I think the skills I’ve been learning over the last 13 odd years will be valuable in this new world. However, I’m not sure there will be many people like me needed, or whether I’m good enough to be needed at all. I think I need a fundamental re-skilling. More on the artistic side, more focused on talking with people and gauging what they want, then translating that into a prompt an AI can work with. Then let it simmer, stir the pot every few minutes, click some “yes” buttons, make a few suggestions, and just ship it.
I think the kind of productivity we as a society could gain from that is something we might not be prepared for, especially in Germany, where everything takes an insane amount of time. I also think that besides new regulations, I’m not even sure we have the bandwidth to come up with as many ideas as we could write code for. So I struggle to believe that we will be paid as much as before. I rather believe that human jobs and craftsmanship will start to rise again. When everybody can create AI slop and the barrier to entry is reduced so much, we won’t be satisfied with artsy, AI-generated stuff.
I also never understood the argument about code maintenance and organization with LLM-generated code. At some point, I won’t even look at the code, and if there is a bug, the LLM should figure it out. So entire architecture and code-style discussions might just become irrelevant. I know this is very outcome-focused.
I think we, as developers, need to be careful. I know everybody and their mother is writing and talking about AI — in this case, literally — which is mind-blowing in its own right, and now I’m jumping on the bandwagon too. However, I’m not doing it for the hype. I truly think it changes the game substantially, and I don’t think people are seeing this clearly enough.

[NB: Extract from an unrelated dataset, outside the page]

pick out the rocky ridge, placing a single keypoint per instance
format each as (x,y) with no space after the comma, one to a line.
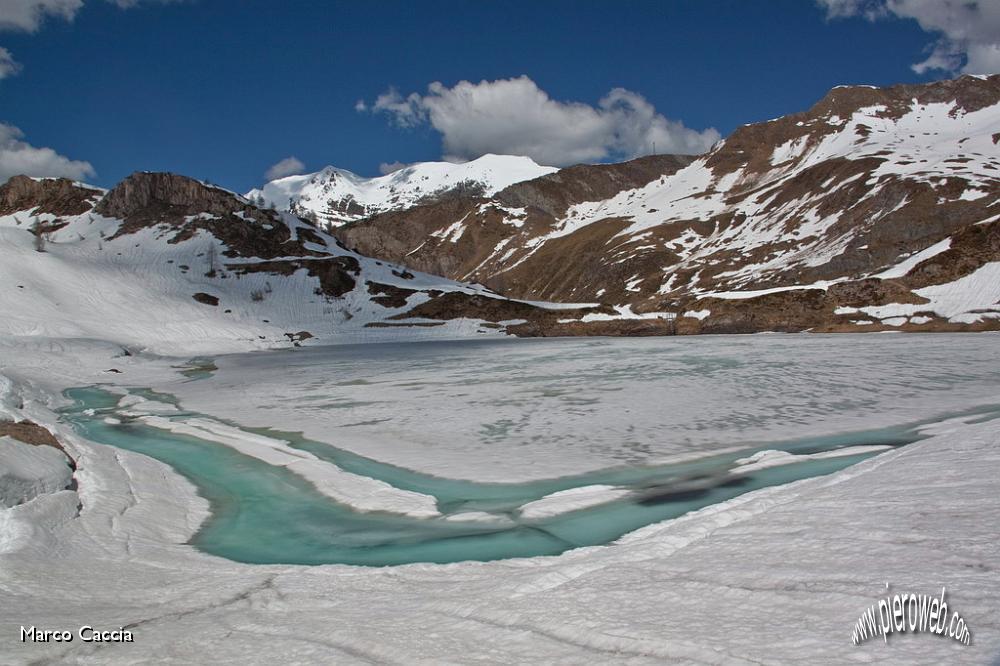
(874,210)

The message I’m trying to convey is this: AI will change the way we work with code at every level of the stack. If you still think it might be a fad that will blow over, let me say it again: it’s not a question of if, it’s a question of when — and that “when” will be sooner rather than later.
The thing is, we don’t need superintelligence to automate ourselves away — especially in the business of CRUD-type apps, where the business logic fits on a napkin. The LLMs we have now are already more than capable of doing that. What’s missing is tooling that needs to play catch-up. While it’s still early days, there’s no way it won’t.
It’s like bootstrapping a machine that can build many other machines to make itself faster. That’s the situation we’re in with tooling — which is why the speed of all this is insane. It’s worse than JavaScript frameworks in the 2010s. Back then, a new frontend framework or tool emerged every week. With LLMs, it’s every day. The pace is insane. It’s as if Eliud Kipchoge were trying to run a sub-two-hour marathon, and while running, his shoes were constantly being fitted, refitted, and replaced with more efficient materials.
As it stands now, we don’t need superintelligence to see that most developers will not be developing software the same way they have for the past 40 years. It might be the case that organizational inertia in established companies will take some time to catch up — except perhaps for really large companies. But even they will get eaten if they don’t.